В то же время история российских Посольств к «порогу счастья» свидетельствует о том, что связь между вестернизацией российских дипломатов и ориентализацией Османов в их работах не была прямолинейна и недвусмысленна. Царские представители не только ругали «варварство» османского посольского обычая, но и осуждали своих европейских коллег за снисходительное отношение к попранию Османами таких принципов европейской дипломатии, как взаимность, равенство и неприкосновенность дипломатических агентов. В своей приверженности этим принципам россияне стремились быть более европейцами, чем сами европейцы, и делали это в моменты наибольшей напряженности в отношениях между Россией и европейскими державами. В этом смысле ориентализация Османской империи в описаниях российских дипломатов не только составляла оборотную сторону их вестернизации, но и служила выражением конфликта России с другими державами в «восточном вопросе».

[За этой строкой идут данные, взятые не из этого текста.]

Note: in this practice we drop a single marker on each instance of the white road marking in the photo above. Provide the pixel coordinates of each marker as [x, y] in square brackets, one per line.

Наконец, критика россиянами «варварства» османского посольского обычая и снисходительного отношения к нему со стороны европейцев свидетельствует о том, что противостояние между великими державами в XVIII и XIX столетиях не ограничивалось конфликтом вокруг территорий, торговых путей или статуса, но и включало в себя борьбу за определение самого формата международных отношений. Утверждение принципов «цивилизованной» дипломатии свидетельствует о том, что на тот момент не существовало общепринятых и действующих правил, которым империи следовали бы в отношениях друг с другом. Международное соревнование включало в себя борьбу за изменение всей совокупности международных отношении в соответствии со своими интересами.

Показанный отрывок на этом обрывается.